The Australian dollar could be trading towards parity by the first-quarter of next year amid an extended period of weakness for the US dollar, Commonwealth Bank of Australia's analysts say in a reversal of their outlook for the currency.

The bank now expects the Australian dollar to rise to US97¢ by the end of this year and to US99¢ by March 2015. CBA's currency strategists had previously expected the dollar to fall to US84¢ by December 2014 and to rise to US85¢ by the first quarter of next year.

On Friday morning, the dollar was trading at 93.29 US cents.

"We have decided to fundamentally change our US dollar view," CBA's analysts said in a note on Thursday. 

"We now do not expect the US dollar to significantly strengthen until the real Fed Funds rate turns positive in early 2016."

The revised forecasts are some of the most bullish among analysts. The median forecasts for the Australian dollar for the fourth-quarter of this year is US87¢ by the end of this year and US88¢ for March 2015.

CBA's chief currency strategist, Richard Grace, said the key factors driving the higher forecasts for the local dollar include the recent strengthening in the domestic economy, the Reserve Bank of Australia's shift to a neutral monetary policy stance and the end of the RBA's moves to "jawbone" or talk down the currency.

At the same time, Australia's terms of trade has held up better than had been expected, with CBA now only expecting a modest decline of about 1 per cent from June 2014 to July 2016.

Meanwhile, foreign buyers of Australian government bonds have picked up again in recent months as the outlook for the domestic economy improves. The Australian dollar is also expected to be supported by the continued improvement in the country's current account deficit as the trade surplus keeps expanding.

Earlier on Thursday, the Australian dollar pushed higher after a report from China raised hopes the central government would implement stimulus policies to boost economic growth.

The dollar rose from US93.64¢ to US93.92¢, its highest since Tuesday. The local currency has been partly boosted in recent weeks that the Chinese government would try to boost growth so that it would hit its 7.5 per cent GDP target for the year. It weakened slightly and was fetching US93.74¢ on Thursday afternoon.

The front-page editorial, from the official China Securities Journal, said the measures would focus on the services sector and boost growth in underdeveloped areas.

The report added that a government survey said most firms did not support "strong stimulus measures". It echoed comments by Chinese Premier Li Keqiang, who said on Thursday his country was not considering strong stimulus measures at this time.
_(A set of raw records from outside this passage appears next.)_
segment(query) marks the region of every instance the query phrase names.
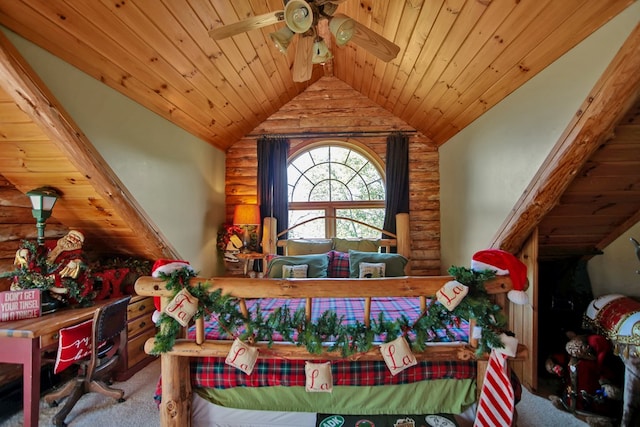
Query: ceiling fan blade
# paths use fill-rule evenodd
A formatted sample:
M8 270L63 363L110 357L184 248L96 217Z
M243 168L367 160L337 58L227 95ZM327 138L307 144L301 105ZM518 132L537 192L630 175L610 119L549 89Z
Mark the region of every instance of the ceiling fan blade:
M385 62L389 62L398 56L398 52L400 52L400 47L398 45L385 39L380 34L370 30L358 21L355 21L355 23L356 28L350 41L354 42L358 46L362 46L371 54Z
M313 37L298 37L296 55L293 59L293 81L306 82L313 71Z
M263 15L252 16L233 24L223 25L222 27L209 30L209 36L214 40L220 40L246 31L257 30L267 25L277 24L284 21L284 11L269 12Z

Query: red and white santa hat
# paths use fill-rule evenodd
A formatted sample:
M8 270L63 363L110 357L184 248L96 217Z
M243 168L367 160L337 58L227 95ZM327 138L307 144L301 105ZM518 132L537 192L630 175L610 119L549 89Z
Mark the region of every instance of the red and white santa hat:
M498 276L509 275L513 289L507 297L515 304L528 304L529 297L524 292L529 284L527 266L509 252L500 249L485 249L473 254L471 269L474 271L492 270Z
M192 273L194 272L193 267L189 264L189 261L183 261L179 259L159 259L153 263L153 267L151 267L151 277L158 278L161 273L171 274L176 270L180 270L182 268L188 268ZM160 297L153 298L153 305L156 308L156 311L151 315L151 319L153 323L158 323L160 320L160 314L162 313L160 307Z

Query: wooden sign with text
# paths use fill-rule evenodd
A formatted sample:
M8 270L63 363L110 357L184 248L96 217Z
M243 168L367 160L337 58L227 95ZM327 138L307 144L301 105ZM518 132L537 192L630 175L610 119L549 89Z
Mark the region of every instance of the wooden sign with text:
M40 317L39 289L0 292L0 322Z

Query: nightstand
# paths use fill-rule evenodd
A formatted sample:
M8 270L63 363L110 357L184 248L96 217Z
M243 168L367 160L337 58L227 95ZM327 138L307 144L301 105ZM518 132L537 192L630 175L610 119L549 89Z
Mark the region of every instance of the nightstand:
M249 270L253 269L253 262L257 259L264 258L264 254L260 252L240 252L239 254L236 254L236 257L244 263L243 271L246 276Z

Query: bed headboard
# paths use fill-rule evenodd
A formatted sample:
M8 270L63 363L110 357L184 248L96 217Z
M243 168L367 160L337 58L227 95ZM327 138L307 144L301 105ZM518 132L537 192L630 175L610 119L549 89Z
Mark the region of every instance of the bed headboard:
M316 221L319 219L325 218L335 218L340 220L351 221L365 227L371 228L375 231L378 231L382 237L380 239L339 239L339 238L330 238L330 239L281 239L282 236L287 234L289 231L299 227L301 225L307 224L311 221ZM375 227L373 225L367 224L365 222L359 221L353 218L347 217L339 217L339 216L321 216L308 219L299 224L296 224L293 227L287 228L286 230L277 233L277 220L273 217L267 217L264 219L263 224L263 237L262 237L262 248L265 254L276 254L278 253L278 248L284 248L284 253L286 255L291 254L302 254L305 250L303 249L306 246L308 249L306 253L321 253L327 252L329 250L335 249L340 250L346 248L347 250L342 250L342 252L348 251L348 248L351 246L350 243L356 245L357 243L362 242L363 245L367 245L369 250L371 250L372 245L376 245L379 248L383 248L384 252L391 252L391 248L395 247L397 253L403 255L407 259L411 260L411 242L409 238L409 214L408 213L400 213L396 215L396 232L392 233L390 231L383 230L381 228ZM342 245L336 247L336 245ZM315 249L313 246L317 246ZM290 253L291 248L296 247L296 251L294 253ZM324 250L326 249L326 250ZM312 252L309 252L311 250ZM360 250L360 249L356 249Z

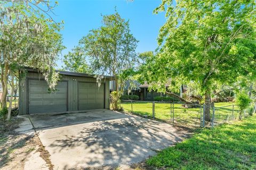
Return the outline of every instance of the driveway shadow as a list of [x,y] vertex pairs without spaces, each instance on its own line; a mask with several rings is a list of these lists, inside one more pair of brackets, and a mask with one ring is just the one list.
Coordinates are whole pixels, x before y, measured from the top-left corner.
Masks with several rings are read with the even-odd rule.
[[[61,138],[52,137],[46,145],[53,164],[59,168],[140,162],[156,154],[157,150],[187,137],[186,131],[176,129],[169,124],[133,116],[95,121],[69,128],[76,130],[63,133]],[[62,129],[62,132],[65,131]],[[51,131],[46,133],[45,135]],[[42,140],[44,143],[44,140]],[[55,157],[58,159],[54,162]],[[60,165],[60,160],[65,164]]]

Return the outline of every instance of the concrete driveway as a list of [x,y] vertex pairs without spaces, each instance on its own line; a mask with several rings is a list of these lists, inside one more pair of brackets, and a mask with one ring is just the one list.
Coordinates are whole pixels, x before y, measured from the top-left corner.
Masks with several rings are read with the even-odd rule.
[[140,162],[188,134],[169,124],[107,109],[29,116],[55,169]]

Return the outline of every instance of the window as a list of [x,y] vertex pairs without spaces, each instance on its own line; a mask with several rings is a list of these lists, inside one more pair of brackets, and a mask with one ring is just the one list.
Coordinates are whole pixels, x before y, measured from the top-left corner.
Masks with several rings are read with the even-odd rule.
[[148,99],[151,99],[151,92],[148,92],[147,95],[147,98]]

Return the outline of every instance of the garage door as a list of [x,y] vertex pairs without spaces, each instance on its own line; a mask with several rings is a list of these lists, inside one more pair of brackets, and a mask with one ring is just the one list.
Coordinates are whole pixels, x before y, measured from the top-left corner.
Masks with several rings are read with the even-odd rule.
[[78,86],[79,110],[104,108],[104,84],[78,82]]
[[48,89],[45,81],[29,80],[29,114],[67,111],[67,82],[59,81],[54,92],[49,92]]

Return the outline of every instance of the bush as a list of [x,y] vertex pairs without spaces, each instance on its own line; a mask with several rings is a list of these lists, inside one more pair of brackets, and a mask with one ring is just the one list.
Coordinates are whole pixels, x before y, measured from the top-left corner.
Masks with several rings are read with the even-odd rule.
[[238,105],[240,109],[240,114],[239,115],[239,119],[242,119],[242,115],[243,111],[246,108],[248,108],[251,103],[251,99],[249,96],[245,93],[239,94],[236,98],[236,104]]
[[252,116],[253,114],[253,112],[254,111],[254,108],[253,106],[250,106],[248,109],[248,113],[249,113],[249,115]]
[[140,97],[137,95],[123,95],[120,97],[121,100],[138,100]]
[[[110,102],[112,109],[114,110],[121,109],[121,100],[117,98],[116,91],[113,91],[110,94]],[[116,105],[115,104],[117,104]]]
[[179,101],[180,100],[173,97],[171,96],[157,96],[154,98],[154,101]]
[[0,110],[0,116],[4,119],[6,118],[7,114],[8,113],[8,108],[7,107],[4,107],[3,109]]

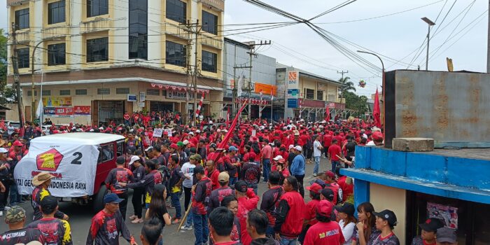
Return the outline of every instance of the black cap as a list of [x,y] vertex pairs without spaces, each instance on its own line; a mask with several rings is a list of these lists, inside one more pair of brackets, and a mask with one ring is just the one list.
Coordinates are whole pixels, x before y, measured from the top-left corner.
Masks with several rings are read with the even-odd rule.
[[196,174],[204,174],[204,168],[201,165],[196,165],[194,168],[193,175],[196,175]]
[[388,221],[388,224],[391,226],[396,225],[396,216],[391,210],[384,209],[379,213],[374,212],[373,214],[377,217],[379,217]]
[[443,227],[444,225],[442,220],[437,218],[430,218],[427,219],[425,223],[419,224],[419,226],[426,232],[435,232],[438,231],[438,229]]
[[335,209],[339,211],[339,213],[346,214],[351,216],[354,216],[354,205],[351,203],[345,202],[342,206],[336,206]]
[[323,190],[321,190],[321,195],[325,197],[328,200],[332,202],[333,201],[333,190],[329,188],[323,188]]
[[248,186],[244,181],[239,181],[234,183],[234,189],[240,192],[246,192],[248,189]]
[[126,159],[122,155],[118,156],[118,158],[115,159],[115,163],[118,164],[123,164],[125,162],[126,162]]

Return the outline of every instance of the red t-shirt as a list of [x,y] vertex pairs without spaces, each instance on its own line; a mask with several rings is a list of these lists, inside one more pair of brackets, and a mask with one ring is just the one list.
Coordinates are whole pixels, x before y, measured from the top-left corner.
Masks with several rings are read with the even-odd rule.
[[345,239],[339,223],[318,222],[308,229],[304,245],[340,245]]

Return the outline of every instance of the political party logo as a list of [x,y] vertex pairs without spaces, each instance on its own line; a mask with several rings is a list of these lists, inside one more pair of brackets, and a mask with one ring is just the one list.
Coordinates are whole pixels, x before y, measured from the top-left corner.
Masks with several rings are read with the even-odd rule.
[[37,169],[41,171],[56,171],[63,159],[63,155],[52,148],[36,156]]

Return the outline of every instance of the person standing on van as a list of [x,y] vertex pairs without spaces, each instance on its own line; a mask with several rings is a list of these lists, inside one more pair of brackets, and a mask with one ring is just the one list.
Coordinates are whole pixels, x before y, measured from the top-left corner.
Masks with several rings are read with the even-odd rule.
[[126,160],[123,156],[119,156],[115,160],[116,167],[112,169],[106,178],[106,186],[122,199],[119,203],[119,211],[122,215],[122,219],[126,220],[126,209],[127,208],[127,188],[122,187],[120,183],[134,182],[134,177],[131,170],[124,167]]

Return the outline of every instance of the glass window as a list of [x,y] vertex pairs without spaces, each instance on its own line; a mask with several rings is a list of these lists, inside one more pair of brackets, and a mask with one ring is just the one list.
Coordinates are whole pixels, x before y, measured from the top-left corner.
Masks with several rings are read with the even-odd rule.
[[64,0],[48,4],[48,24],[64,22]]
[[87,0],[87,17],[108,14],[108,0]]
[[65,64],[64,43],[57,43],[48,46],[48,65],[55,66]]
[[87,40],[87,62],[108,60],[108,38]]
[[316,99],[317,100],[323,100],[323,91],[316,90]]
[[185,46],[168,41],[165,43],[165,63],[186,67],[186,55],[187,49]]
[[71,94],[70,90],[59,90],[59,95],[70,95]]
[[115,93],[117,94],[127,94],[130,93],[129,88],[116,88]]
[[98,88],[97,89],[97,94],[111,94],[111,89],[108,88]]
[[216,73],[218,69],[218,55],[202,50],[202,70]]
[[187,18],[187,4],[179,0],[167,0],[165,15],[167,19],[185,24]]
[[148,59],[148,1],[130,1],[130,59]]
[[160,96],[160,90],[153,88],[148,88],[146,90],[146,94],[148,95],[157,95]]
[[15,11],[15,29],[29,28],[29,8]]
[[218,35],[218,16],[202,10],[202,30]]
[[20,68],[29,68],[29,48],[17,50],[18,66]]
[[75,95],[87,95],[87,90],[75,90]]

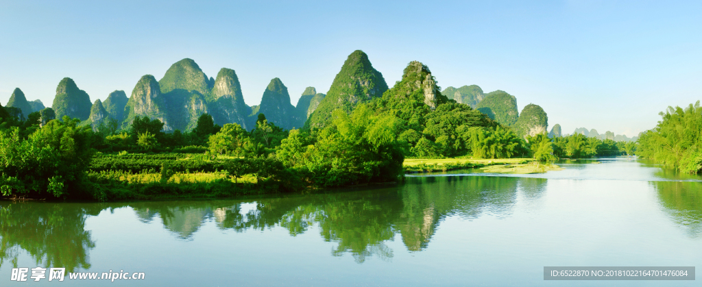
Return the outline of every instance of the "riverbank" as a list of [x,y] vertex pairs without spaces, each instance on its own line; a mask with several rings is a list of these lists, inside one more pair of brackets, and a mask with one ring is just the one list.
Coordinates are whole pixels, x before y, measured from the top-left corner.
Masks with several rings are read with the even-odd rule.
[[524,165],[534,159],[406,159],[402,163],[405,173],[431,173],[465,168],[479,168],[493,166]]

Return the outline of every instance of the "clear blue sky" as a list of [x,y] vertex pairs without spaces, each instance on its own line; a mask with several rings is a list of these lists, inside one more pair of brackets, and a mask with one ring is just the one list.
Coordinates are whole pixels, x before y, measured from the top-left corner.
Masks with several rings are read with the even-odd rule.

Mr Li said growth at about 7.5 per cent would be with a reasonable range. On Wednesday, China reported that its economy had expanded by 7.4 per cent year-on-year, above consensus forecasts of 7.3 per cent.

The new data was welcomed by markets, although it was the slowest pace of growth since 2012, amid fears of slowing growth. The Chinese figures also boosted demand for the Australian dollar, which has traded as a risk proxy for the world's second largest economy.

"We had a little bit of demand for Aussie in London and New York that we can attribute to markets outside Asia taking the China report very literally. ... There was a little bit of relief in those markets," Westpac's senior currency strategist Sean Callow said.

The Australian dollar latest move upwards came as it replaced the New Zealand dollar as the best performing G10 currency against the greenback this year. The local currency has risen by 5.17 per cent against the US dollar this year.

"The three-year down-cycle in Aussie-Kiwi now is increasingly looking like it is over, and we did not get to parity after all," Mr Callow said.

"It's very notable that the Aussie is the strongest currency in the G10. It's definitely a changing of the guard as far as Aussie versus Kiwi, but ... most G10 currencies have been up against the US dollar this year."